Abstract

Zero-shot learning (ZSL) for visual recognition aims to accurately recognize the objects of unseen classes through mapping the visual feature to an embedding space spanned by class semantic information. However, the semantic gap across visual features and their underlying semantics is still a big obstacle in ZSL. Conventional ZSL methods construct that the mapping typically focus on the original visual features that are independent of the ZSL tasks, thus degrading the prediction performance. In this paper, we propose an effective method to uncover an appropriate latent representation of data for the purpose of zero-shot classification. Specifically, we formulate a novel framework to jointly learn the latent subspace and cross-modal embedding to link visual features with their semantic representations.

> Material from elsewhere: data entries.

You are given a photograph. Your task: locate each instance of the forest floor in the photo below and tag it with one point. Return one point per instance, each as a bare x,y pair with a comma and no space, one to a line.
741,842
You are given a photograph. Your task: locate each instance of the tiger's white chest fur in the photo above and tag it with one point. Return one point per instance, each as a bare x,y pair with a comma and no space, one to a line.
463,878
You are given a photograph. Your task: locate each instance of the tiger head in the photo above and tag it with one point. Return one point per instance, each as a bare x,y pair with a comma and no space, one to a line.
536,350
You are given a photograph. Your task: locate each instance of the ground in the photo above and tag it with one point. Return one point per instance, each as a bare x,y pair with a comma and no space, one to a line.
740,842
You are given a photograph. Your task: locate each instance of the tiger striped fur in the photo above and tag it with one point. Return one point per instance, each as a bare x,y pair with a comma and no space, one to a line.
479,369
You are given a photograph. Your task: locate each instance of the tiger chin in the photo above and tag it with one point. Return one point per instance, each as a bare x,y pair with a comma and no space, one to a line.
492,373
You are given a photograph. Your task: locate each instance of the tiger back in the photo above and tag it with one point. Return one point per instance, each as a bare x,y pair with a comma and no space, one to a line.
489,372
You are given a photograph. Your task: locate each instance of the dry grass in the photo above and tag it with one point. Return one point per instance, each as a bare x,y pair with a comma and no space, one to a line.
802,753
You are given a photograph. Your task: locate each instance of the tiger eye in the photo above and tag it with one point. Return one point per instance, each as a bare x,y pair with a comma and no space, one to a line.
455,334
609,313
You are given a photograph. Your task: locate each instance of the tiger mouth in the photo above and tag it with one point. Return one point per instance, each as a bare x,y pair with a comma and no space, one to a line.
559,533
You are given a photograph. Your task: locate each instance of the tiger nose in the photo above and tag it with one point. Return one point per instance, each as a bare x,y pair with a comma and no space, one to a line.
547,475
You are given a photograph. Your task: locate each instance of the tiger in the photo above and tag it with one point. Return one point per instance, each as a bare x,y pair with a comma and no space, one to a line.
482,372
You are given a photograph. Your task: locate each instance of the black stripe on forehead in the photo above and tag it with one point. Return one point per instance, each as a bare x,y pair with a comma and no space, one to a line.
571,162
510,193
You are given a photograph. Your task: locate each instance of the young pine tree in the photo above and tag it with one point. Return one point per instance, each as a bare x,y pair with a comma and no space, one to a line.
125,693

The proposed framework combines feature learning and semantics prediction, such that the learned data representation is more discriminative to predict the semantic vectors, hence improving the overall classification performance. To learn a robust latent subspace, we explicitly avoid the information loss by ensuring the reconstruction ability of the obtained data representation. An efficient algorithm is designed to solve the proposed optimization problem. To fully exploit the intrinsic geometric structure of data, we develop a manifold regularization strategy to refine the learned semantic representations, leading to further improvements of the classification performance. To validate the effectiveness of the proposed approach, extensive experiments are conducted on three ZSL benchmarks and encouraging results are achieved compared with the state-of-the-art ZSL methods.